Monday, December 19, 2005

"YES VIRGINIA, THERE IS A SANTA CLAUS"

Still steaming over Congressman Ackermans lack of respect for those who celebrate Christmas, I was so happy and comforted when in today’s NY Sun I read a reprint from a letter sent to the Sun in 1897. In September 1897, an eight-year-old New York girl named Virginia O'Hanlon wrote a letter to the editor of the New York Sun asking, "Is there a Santa Claus?" In reply Francis P. Church wrote an editorial, which pleased so many readers that the Sun printed it every year during the Christmas season, from 1897 to 1949.

As a father of a four-year-old son who for the past month has seen my sons eyes gleam with anticipation asking each morning if today is Christmas and when he can open the last door on the Advent calendar, the letter and response left me touched and sad for people like Congressman Ackerman who want to take it away. The letter and editorial, from Sept. 21, 1897 is as follows:

Dear Editor:

I am 8 years old. Some of my little friends say there is no Santa Claus. Papa says: "If you see it in The Sun, it's so." Please tell me the truth: Is there a Santa Claus?
Virginia O'Hanlon, 115 West Ninety-fifth Street.
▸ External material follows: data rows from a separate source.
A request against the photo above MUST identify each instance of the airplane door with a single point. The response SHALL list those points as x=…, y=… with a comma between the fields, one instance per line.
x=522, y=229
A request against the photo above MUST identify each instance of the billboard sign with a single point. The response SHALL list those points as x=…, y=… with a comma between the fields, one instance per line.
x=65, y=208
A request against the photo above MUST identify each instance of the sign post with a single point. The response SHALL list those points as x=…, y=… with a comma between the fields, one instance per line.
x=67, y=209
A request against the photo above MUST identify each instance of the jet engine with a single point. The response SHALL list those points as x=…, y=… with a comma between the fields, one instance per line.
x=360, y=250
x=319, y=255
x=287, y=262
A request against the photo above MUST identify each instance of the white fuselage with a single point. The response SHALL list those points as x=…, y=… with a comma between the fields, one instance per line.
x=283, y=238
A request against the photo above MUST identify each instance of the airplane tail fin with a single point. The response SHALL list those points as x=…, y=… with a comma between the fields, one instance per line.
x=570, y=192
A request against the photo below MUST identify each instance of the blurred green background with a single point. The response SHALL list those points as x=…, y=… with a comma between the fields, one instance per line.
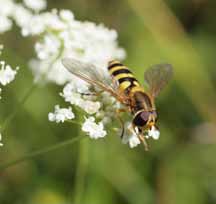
x=179, y=168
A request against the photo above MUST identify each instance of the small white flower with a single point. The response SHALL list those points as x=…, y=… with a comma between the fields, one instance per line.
x=61, y=114
x=66, y=15
x=5, y=24
x=94, y=130
x=48, y=48
x=36, y=5
x=6, y=8
x=0, y=140
x=154, y=133
x=130, y=137
x=21, y=15
x=7, y=74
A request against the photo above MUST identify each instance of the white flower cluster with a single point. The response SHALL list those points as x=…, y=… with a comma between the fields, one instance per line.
x=63, y=36
x=11, y=11
x=88, y=43
x=61, y=114
x=60, y=35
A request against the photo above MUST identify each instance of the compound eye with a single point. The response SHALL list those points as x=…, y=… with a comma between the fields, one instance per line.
x=155, y=115
x=141, y=119
x=145, y=115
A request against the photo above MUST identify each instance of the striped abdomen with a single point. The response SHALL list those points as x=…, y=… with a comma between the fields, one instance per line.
x=124, y=76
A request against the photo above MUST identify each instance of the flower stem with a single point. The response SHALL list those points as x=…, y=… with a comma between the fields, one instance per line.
x=81, y=172
x=39, y=152
x=16, y=110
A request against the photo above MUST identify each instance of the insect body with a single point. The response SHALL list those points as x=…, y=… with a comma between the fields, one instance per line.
x=127, y=90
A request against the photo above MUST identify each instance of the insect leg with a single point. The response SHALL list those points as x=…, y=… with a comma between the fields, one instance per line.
x=141, y=137
x=118, y=111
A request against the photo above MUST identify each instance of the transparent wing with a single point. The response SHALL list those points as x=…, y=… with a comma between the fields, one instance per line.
x=89, y=73
x=157, y=77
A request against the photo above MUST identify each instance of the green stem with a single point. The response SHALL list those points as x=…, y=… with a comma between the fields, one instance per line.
x=21, y=102
x=36, y=153
x=81, y=172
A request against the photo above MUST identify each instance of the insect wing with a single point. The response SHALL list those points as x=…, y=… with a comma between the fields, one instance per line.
x=157, y=77
x=89, y=73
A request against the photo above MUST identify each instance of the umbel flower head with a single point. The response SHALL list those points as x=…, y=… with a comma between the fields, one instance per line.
x=91, y=44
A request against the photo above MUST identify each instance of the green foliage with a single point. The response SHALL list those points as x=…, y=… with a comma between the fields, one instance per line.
x=179, y=168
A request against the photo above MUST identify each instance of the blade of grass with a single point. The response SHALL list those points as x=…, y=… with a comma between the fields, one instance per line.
x=31, y=155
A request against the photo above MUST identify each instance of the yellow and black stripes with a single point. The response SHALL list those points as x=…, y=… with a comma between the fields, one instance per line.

Virginia, your little friends are wrong. They have been affected by the skepticism of a skeptical age. They do not believe except what they see. They think that nothing can be which is not comprehensible by their little minds. All minds, Virginia, whether they be men's or children's, are little. In this great universe of ours man is a mere insect, an ant, in his intellect, as compared with the boundless world about him, as measured by the intelligence capable of grasping the whole of truth and knowledge.

Yes Virginia, there is a Santa Claus. He exists as certainly as love and generosity and devotion exist, and you know that they abound and give to your life its highest beauty and joy. Alas! how dreary would be the world if there were no Santa Claus! It would be as dreary as if there were no Virginias. There would be no child-like faith then, no poetry, no romance to make tolerable this existence. We should have no enjoyment, except in sense and sight. The eternal light with which childhood fills the world would be extinguished.

Not believe in Santa Claus! You might as well not believe in fairies! You might get your papa to hire men to watch in all the chimneys on Christmas Eve to catch Santa Claus, but even if they did not see Santa Claus coming down, what would that prove? Nobody sees Santa Claus, but that is no sign that there is no Santa Claus. The most real things in the world are those that neither children nor men can see. Did you ever see fairies dancing on the lawn? Of course not, but that's no proof that they are not there. Nobody can conceive or imagine all the wonders there are unseen and unseeable in the world.

You may tear apart the baby's rattle and see what makes the noise inside, but there is a veil covering the unseen world which not the strongest man, nor even the united strength of all the strongest men that ever lived, could tear apart. Only faith, fancy, poetry, love, romance can push aside that curtain and view and picture the supernatural beauty and glory beyond. Is it all real? Ah, Virginia, in all this world there is nothing else real and abiding.

No Santa Claus! Thank God he lives, and he lives forever! A thousand years from now, Virginia, nay, ten times ten thousand years from now, he will continue to make glad the heart of childhood.